What do you feel when your client says game playing is no longer a problem? Are you making yourself transparent to the client?
What does your client mean by that statement? What is he experiencing? Are you experiencing a positive and accepting attitude toward however your client is at that moment?
Positive regard is not toward the client’s potential for growth. Positive regard is you prizing your client at this moment, who they are now, not who they might be in the future.
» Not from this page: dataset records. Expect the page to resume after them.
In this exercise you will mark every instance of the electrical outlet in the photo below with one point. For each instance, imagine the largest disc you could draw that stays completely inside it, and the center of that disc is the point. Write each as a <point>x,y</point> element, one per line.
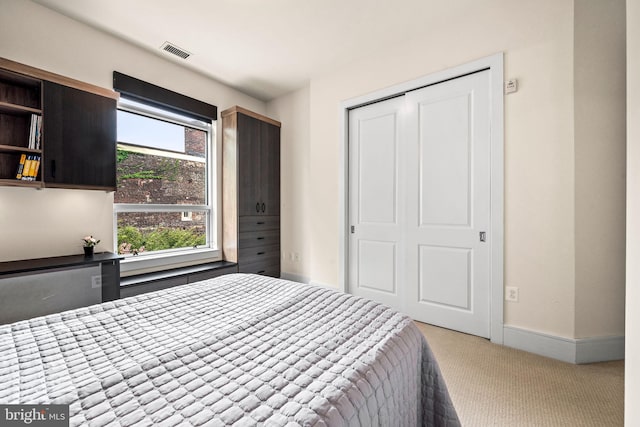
<point>96,282</point>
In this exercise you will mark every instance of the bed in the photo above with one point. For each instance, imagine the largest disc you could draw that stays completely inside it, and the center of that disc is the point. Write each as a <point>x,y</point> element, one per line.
<point>238,350</point>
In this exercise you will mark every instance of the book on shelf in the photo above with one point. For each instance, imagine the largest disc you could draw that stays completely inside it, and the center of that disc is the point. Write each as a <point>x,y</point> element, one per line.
<point>28,167</point>
<point>35,131</point>
<point>23,158</point>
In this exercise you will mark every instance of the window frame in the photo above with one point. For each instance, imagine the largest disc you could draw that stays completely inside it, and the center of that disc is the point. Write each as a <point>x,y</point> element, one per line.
<point>173,258</point>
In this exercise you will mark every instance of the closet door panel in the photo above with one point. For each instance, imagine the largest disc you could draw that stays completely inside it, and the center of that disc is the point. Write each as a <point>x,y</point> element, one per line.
<point>249,165</point>
<point>270,170</point>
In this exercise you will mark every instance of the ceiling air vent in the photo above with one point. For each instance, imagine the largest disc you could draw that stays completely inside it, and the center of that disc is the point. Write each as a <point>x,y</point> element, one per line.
<point>175,50</point>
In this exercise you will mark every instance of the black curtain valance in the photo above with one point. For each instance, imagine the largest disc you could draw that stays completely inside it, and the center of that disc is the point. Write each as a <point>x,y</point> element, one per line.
<point>141,91</point>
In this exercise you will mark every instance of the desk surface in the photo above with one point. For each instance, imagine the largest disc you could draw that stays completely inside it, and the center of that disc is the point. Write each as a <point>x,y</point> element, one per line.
<point>33,265</point>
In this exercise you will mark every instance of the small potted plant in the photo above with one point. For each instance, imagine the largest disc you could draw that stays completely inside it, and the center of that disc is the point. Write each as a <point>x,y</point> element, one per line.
<point>88,243</point>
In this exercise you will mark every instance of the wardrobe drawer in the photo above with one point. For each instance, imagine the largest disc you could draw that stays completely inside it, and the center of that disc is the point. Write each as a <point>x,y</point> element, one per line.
<point>257,253</point>
<point>255,223</point>
<point>270,267</point>
<point>251,239</point>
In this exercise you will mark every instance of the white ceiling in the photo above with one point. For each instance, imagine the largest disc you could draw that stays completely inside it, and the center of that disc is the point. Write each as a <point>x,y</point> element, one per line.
<point>264,48</point>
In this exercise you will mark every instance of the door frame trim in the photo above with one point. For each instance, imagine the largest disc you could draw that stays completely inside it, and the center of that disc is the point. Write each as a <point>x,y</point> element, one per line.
<point>495,65</point>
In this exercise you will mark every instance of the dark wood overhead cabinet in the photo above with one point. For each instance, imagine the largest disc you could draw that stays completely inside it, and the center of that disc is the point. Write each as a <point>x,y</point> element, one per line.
<point>66,126</point>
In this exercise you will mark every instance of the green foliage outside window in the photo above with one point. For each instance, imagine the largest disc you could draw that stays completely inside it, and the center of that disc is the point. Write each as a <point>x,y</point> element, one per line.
<point>132,240</point>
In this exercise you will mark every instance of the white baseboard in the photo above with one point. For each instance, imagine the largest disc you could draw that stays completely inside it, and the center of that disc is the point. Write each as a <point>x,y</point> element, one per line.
<point>322,285</point>
<point>294,277</point>
<point>581,350</point>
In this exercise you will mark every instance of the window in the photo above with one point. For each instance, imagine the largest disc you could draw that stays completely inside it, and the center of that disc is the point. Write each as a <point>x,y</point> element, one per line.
<point>164,203</point>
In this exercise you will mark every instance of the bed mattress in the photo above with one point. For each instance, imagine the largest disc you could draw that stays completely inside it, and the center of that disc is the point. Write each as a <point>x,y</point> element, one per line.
<point>238,350</point>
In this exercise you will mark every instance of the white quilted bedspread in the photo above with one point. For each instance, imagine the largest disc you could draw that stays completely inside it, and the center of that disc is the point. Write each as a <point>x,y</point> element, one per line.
<point>238,350</point>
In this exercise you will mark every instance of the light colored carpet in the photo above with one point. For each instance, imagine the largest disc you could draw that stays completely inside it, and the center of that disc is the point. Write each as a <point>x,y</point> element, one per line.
<point>493,385</point>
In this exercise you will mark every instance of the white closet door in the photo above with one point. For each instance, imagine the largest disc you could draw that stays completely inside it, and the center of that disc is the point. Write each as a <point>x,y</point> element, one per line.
<point>376,211</point>
<point>448,167</point>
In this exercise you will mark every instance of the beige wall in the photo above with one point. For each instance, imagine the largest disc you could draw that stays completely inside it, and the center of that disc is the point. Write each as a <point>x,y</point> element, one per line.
<point>600,149</point>
<point>548,149</point>
<point>293,111</point>
<point>632,364</point>
<point>51,222</point>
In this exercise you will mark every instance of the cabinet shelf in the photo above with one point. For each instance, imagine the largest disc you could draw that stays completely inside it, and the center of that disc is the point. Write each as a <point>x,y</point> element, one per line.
<point>20,183</point>
<point>9,108</point>
<point>17,149</point>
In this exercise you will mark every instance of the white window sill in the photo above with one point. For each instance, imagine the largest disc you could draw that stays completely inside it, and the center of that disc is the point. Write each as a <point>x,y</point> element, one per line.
<point>147,263</point>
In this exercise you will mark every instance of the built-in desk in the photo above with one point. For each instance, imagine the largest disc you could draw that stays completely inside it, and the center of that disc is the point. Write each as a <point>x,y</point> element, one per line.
<point>35,287</point>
We build our client’s agency when we accept what our clients are saying and feeling and collaborate with them to achieve their goals. The conditions of growth – unconditional positive regard, congruence, and empathic understanding – drives our therapeutic strategies forward. They are important regardless of the modality you are using, as they address the person we are and how we relate to our clients.
Note: I think very few people are really doing “pure” Rogerian person centered therapy. I have found it very useful to read the transcripts of his sessions and to watch his videos to understand how he conducts therapy. You can find these recordings and the transcripts online.
There is also a great article by Lietaer & Gundrum (2018). They analysed Rogers’ responses in therapy and found that the majority of his responses were responses of empathic understanding – “restatement of narrative aspects, reflection of expressed feelings, reflection of underlying feelings and checking questions”. He used “confrontation” sparingly – only about 1% of the time.
Lietaer, G., & Gundrum, M. (2018). His master’s voice: Carl Rogers’ verbal response modes in therapy and demonstration sessions throughout his career. A quantitative analysis and some qualitative-clinical comments. Person-Centered & Experiential Psychotherapies, 17(4), 275-333.)